Bootstrapping
Upon starting Bloomreach Experience Manager, its configuration management mechanism determines if and how repository data needs to be bootstrapped into the repository. The following logic is applied, controlled primarily by the value of the repo.bootstrap system property.
repo.bootstrap
If no repository data has been bootstrapped before (i.e. when Bloomreach Experience Manager starts up for the first time), configuration and content are bootstrapped irrespective of the repo.bootstrap system property.
If data has been bootstrapped into the repository before the current startup, the repo.bootstrap system property controls the bootstrapping. The following values are supported:
-
false
No bootstrapping is attempted. Incoming repository data changes are not processed, and the repository data is not changed. -
true
Incoming repository data changes are being processed in order to update the repository data.
For the configuration part of the repository, if Bloomreach Experience Manager detects a change between the new bootstrap data and the previously bootstrapped baseline, that change is written to the repository. Unchanged nodes and properties are left untouched, such that non-bootstrap-related changes to the configuration, which are not part of the new bootstrap data, can persist across bootstrapping. Think of changes made in the Console, or by means of the CMS’ settings management plugin for examples of non-bootstrap-related changes. If applying the bootstrap changes fails in any way, none of the bootstrap changes are persisted to the repository. Upon successfully updating the configuration part of the repository, the baseline configuration is updated.
For the content part of the repository, upon successful bootstrapping of the configuration, new definitions are bootstrapped, and new content actions are processed.
The system part of the repository is left untouched.

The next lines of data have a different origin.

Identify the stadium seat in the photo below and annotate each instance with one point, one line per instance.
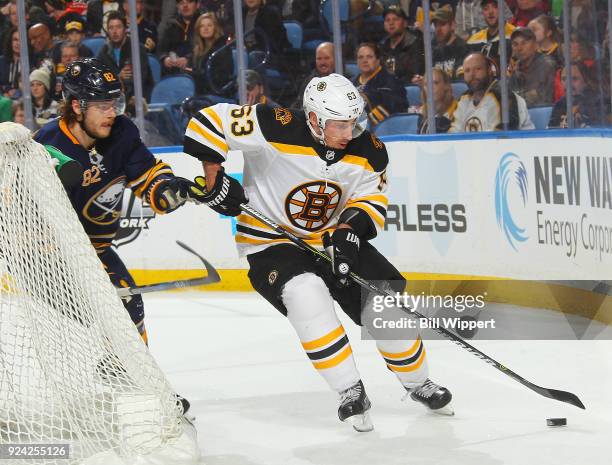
(413, 93)
(155, 67)
(540, 116)
(295, 34)
(94, 44)
(459, 88)
(173, 89)
(399, 123)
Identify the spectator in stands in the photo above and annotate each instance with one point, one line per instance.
(533, 73)
(44, 107)
(486, 40)
(6, 109)
(256, 90)
(402, 50)
(548, 38)
(324, 66)
(147, 30)
(209, 37)
(383, 93)
(470, 19)
(479, 109)
(75, 32)
(97, 11)
(176, 43)
(69, 52)
(526, 10)
(116, 53)
(18, 112)
(10, 69)
(587, 106)
(223, 10)
(444, 103)
(41, 42)
(449, 50)
(257, 14)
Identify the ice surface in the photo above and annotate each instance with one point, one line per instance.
(258, 400)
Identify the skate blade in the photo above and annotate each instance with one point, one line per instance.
(362, 423)
(447, 410)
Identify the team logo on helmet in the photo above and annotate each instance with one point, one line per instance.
(283, 115)
(104, 207)
(310, 206)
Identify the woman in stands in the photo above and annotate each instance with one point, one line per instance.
(383, 93)
(548, 38)
(444, 103)
(208, 38)
(588, 108)
(43, 106)
(10, 67)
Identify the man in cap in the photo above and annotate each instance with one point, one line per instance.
(449, 49)
(402, 50)
(486, 40)
(533, 73)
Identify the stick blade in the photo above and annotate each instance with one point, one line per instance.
(213, 275)
(561, 396)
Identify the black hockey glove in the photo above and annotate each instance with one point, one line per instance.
(170, 193)
(343, 248)
(225, 197)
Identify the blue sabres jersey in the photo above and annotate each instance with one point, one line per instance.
(112, 164)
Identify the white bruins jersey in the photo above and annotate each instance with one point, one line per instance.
(288, 176)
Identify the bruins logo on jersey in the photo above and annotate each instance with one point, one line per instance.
(104, 207)
(310, 206)
(283, 115)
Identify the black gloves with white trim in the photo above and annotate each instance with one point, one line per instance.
(343, 248)
(225, 196)
(167, 194)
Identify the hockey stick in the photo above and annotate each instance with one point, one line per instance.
(562, 396)
(210, 278)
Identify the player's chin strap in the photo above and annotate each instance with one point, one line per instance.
(210, 278)
(562, 396)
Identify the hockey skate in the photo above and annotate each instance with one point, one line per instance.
(354, 407)
(436, 398)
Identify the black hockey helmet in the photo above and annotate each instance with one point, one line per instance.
(88, 79)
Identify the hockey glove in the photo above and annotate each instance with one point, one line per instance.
(170, 193)
(343, 248)
(225, 197)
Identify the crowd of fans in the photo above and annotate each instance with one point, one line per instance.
(384, 40)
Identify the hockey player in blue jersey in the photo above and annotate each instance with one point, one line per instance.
(93, 131)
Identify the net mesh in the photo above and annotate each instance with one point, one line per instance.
(73, 368)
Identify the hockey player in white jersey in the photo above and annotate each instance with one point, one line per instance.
(313, 172)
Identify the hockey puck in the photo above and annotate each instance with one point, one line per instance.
(556, 422)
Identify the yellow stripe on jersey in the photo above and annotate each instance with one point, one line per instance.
(294, 149)
(407, 369)
(196, 127)
(409, 353)
(324, 340)
(374, 214)
(214, 116)
(337, 360)
(357, 160)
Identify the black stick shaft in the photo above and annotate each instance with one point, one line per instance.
(555, 394)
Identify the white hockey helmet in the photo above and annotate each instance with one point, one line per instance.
(333, 97)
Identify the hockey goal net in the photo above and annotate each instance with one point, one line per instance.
(73, 369)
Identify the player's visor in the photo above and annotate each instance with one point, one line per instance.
(104, 106)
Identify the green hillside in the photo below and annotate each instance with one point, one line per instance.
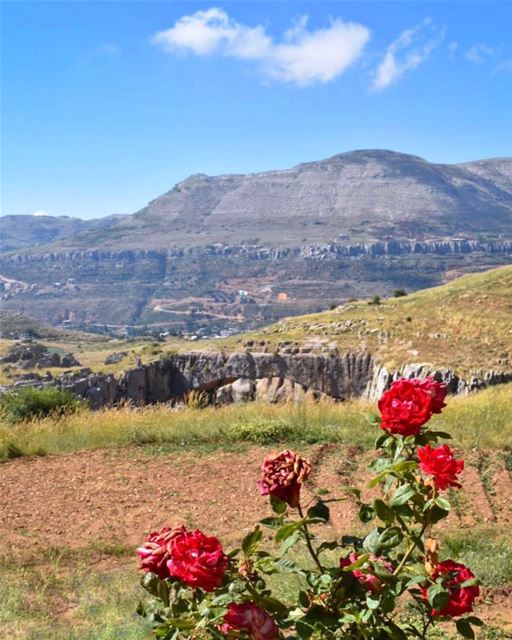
(463, 325)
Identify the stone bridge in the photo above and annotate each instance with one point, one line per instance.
(276, 376)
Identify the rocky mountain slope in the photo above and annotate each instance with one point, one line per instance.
(232, 252)
(20, 232)
(461, 331)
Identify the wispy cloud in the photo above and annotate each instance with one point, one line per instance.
(505, 66)
(480, 53)
(302, 56)
(107, 49)
(410, 49)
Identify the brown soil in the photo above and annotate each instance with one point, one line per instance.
(115, 496)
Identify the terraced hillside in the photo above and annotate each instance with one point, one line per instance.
(464, 325)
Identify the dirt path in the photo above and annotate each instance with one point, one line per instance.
(116, 495)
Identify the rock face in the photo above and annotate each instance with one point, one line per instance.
(241, 377)
(32, 354)
(355, 225)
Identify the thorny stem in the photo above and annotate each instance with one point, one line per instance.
(308, 541)
(410, 550)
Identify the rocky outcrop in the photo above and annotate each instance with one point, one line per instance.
(323, 251)
(28, 355)
(241, 377)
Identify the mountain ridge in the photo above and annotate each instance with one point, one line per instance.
(367, 194)
(233, 252)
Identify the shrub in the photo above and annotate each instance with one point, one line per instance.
(28, 403)
(353, 587)
(263, 431)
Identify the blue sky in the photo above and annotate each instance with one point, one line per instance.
(105, 105)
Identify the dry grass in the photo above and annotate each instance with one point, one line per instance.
(482, 420)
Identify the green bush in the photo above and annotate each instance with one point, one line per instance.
(261, 431)
(28, 403)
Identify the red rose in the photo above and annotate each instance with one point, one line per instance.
(364, 575)
(437, 391)
(197, 560)
(461, 598)
(156, 551)
(406, 407)
(282, 476)
(252, 619)
(440, 464)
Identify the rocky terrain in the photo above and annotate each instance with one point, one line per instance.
(226, 253)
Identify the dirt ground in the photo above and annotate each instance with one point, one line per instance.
(115, 496)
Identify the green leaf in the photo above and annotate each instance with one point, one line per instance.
(385, 513)
(272, 522)
(319, 510)
(438, 597)
(380, 441)
(390, 537)
(278, 506)
(150, 581)
(404, 465)
(443, 504)
(358, 563)
(289, 542)
(465, 629)
(470, 583)
(163, 592)
(251, 541)
(439, 434)
(366, 513)
(372, 602)
(402, 495)
(273, 605)
(436, 514)
(327, 546)
(304, 630)
(371, 543)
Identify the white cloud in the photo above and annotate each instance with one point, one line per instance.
(506, 66)
(479, 53)
(410, 49)
(302, 56)
(452, 48)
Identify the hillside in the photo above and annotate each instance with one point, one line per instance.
(364, 195)
(21, 232)
(217, 255)
(465, 325)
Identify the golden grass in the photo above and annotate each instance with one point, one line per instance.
(482, 420)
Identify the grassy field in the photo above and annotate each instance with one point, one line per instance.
(464, 325)
(63, 591)
(482, 420)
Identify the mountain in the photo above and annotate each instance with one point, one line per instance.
(21, 232)
(365, 195)
(232, 252)
(464, 325)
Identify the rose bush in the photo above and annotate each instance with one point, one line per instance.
(387, 584)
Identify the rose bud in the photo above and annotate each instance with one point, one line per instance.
(282, 476)
(437, 391)
(441, 465)
(406, 407)
(461, 599)
(156, 551)
(363, 575)
(197, 560)
(252, 619)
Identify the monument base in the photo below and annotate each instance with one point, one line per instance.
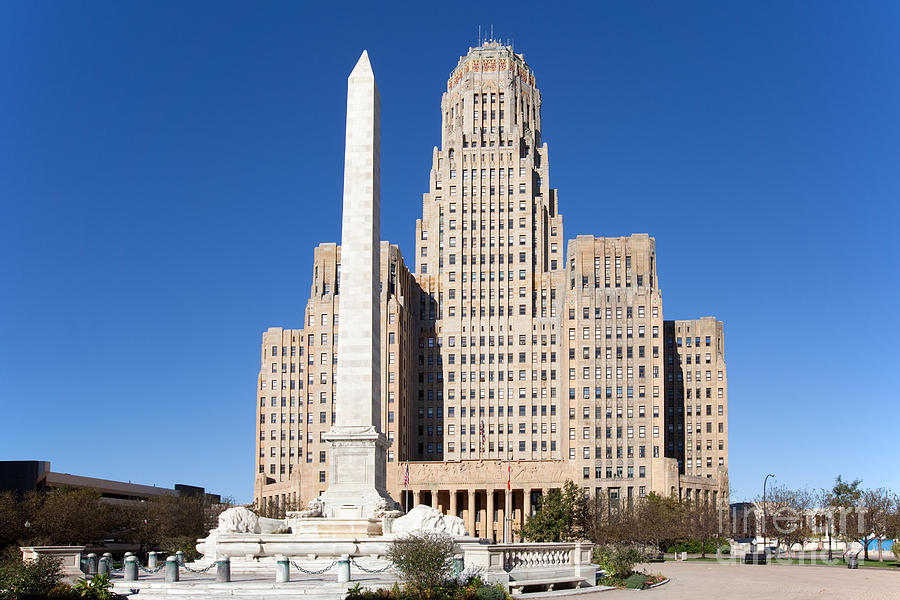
(356, 468)
(319, 527)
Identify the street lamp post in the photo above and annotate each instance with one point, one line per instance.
(766, 480)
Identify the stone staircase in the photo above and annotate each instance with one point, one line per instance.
(253, 579)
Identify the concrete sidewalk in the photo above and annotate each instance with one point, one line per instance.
(696, 580)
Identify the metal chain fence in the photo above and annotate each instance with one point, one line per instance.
(204, 570)
(308, 572)
(365, 570)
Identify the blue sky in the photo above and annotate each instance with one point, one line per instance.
(166, 169)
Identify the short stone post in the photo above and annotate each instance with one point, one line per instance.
(344, 568)
(282, 569)
(458, 565)
(92, 564)
(223, 570)
(131, 568)
(171, 569)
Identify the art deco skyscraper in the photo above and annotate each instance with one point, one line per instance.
(507, 352)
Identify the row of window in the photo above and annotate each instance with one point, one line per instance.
(599, 312)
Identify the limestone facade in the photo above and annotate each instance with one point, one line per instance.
(504, 346)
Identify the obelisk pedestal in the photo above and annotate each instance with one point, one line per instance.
(357, 462)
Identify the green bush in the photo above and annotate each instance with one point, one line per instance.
(618, 560)
(696, 546)
(492, 592)
(33, 577)
(423, 560)
(96, 588)
(472, 588)
(636, 581)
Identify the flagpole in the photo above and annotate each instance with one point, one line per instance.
(507, 516)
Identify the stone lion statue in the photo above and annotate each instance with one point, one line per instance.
(314, 508)
(239, 519)
(426, 518)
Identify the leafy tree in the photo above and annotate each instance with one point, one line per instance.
(562, 516)
(845, 497)
(618, 560)
(789, 515)
(660, 520)
(32, 577)
(878, 505)
(12, 520)
(423, 561)
(68, 516)
(702, 524)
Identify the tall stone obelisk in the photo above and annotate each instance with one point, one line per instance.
(356, 483)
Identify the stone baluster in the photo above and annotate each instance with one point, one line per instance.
(131, 566)
(171, 569)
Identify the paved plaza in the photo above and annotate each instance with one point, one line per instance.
(700, 580)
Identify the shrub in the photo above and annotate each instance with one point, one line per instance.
(492, 592)
(423, 560)
(469, 588)
(96, 588)
(36, 577)
(636, 581)
(618, 560)
(693, 546)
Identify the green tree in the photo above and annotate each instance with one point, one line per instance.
(12, 520)
(67, 516)
(702, 524)
(660, 520)
(849, 525)
(562, 516)
(423, 561)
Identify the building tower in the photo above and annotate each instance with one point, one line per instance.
(511, 360)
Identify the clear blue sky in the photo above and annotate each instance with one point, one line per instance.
(166, 169)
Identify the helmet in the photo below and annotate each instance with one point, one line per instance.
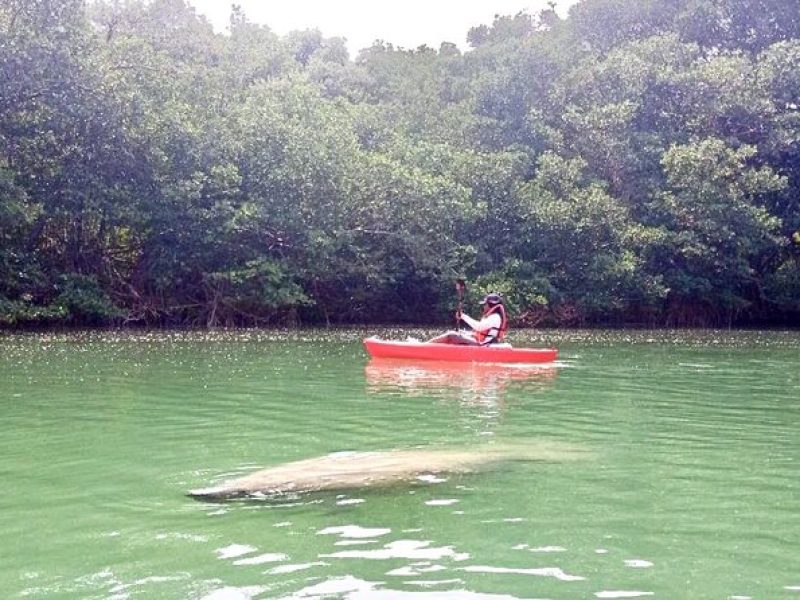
(492, 299)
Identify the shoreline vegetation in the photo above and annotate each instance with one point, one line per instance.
(635, 164)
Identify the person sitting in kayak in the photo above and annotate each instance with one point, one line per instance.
(489, 330)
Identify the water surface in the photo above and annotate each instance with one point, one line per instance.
(690, 488)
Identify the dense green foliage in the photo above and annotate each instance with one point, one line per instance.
(635, 163)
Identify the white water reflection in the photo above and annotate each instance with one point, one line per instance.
(410, 549)
(542, 572)
(352, 588)
(355, 531)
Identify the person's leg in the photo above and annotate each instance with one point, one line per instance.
(454, 337)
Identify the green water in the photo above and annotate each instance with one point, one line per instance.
(690, 487)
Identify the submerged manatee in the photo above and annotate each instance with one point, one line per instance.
(354, 470)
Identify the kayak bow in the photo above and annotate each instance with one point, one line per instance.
(493, 353)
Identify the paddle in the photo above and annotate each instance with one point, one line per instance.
(461, 287)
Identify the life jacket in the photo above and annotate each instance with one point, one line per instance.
(493, 334)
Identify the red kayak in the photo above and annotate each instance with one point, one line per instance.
(494, 353)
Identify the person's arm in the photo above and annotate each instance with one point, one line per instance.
(493, 321)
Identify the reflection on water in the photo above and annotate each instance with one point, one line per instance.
(691, 490)
(475, 382)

For local development, Bloomreach Experience Manager’s project archetype sets the repo.bootstrap system property to true by default. You can manually override this setting by specifying a “-Drepo.bootstrap=[false|full]” argument when starting the CMS. -
full
The configuration part of the repository is reset to the bootstrapped configuration. “Full” bootstrapping not only persists configuration changes to the repository, it also wipes out manual configuration changes which have not been added to the project’s bootstrap data. Upon a successful full bootstrap, the configuration part of the repository matches the recorded baseline configuration. The content and system parts of the repository are treated in the same way as if the repo.bootstrap system property would have been set to true.
Configuration Baseline
Note that after bootstrap processing, the configuration model that has just been applied is also stored in the repository as a configuration baseline. This baseline is used during future bootstrap processing to determine the previously-bootstrapped state and to detect differences with the new, incoming configuration model. This baseline can be referenced in a running repository at the path /hcm:hcm/hcm:baseline. The baseline includes a copy of all configuration Source YAML files, plus the hcm-module.yaml file, organized according to the group, project, and module structure defined by the Configuration Model. All data under /hcm:hcm should be considered a read-only reference. Any changes to this data outside of bootstrap processing may lead to problematic behavior.
Upgrading to Bloomreach Experience Manager 12 or Later
Existing repositories that were configured using the bootstrapping mechanism from versions of Bloomreach Experience Manager < 12 will not contain a configuration baseline. In this case, the first time Bloomreach Experience Manager is started, it will run a full bootstrap process, as specified above, regardless of the configuration setting.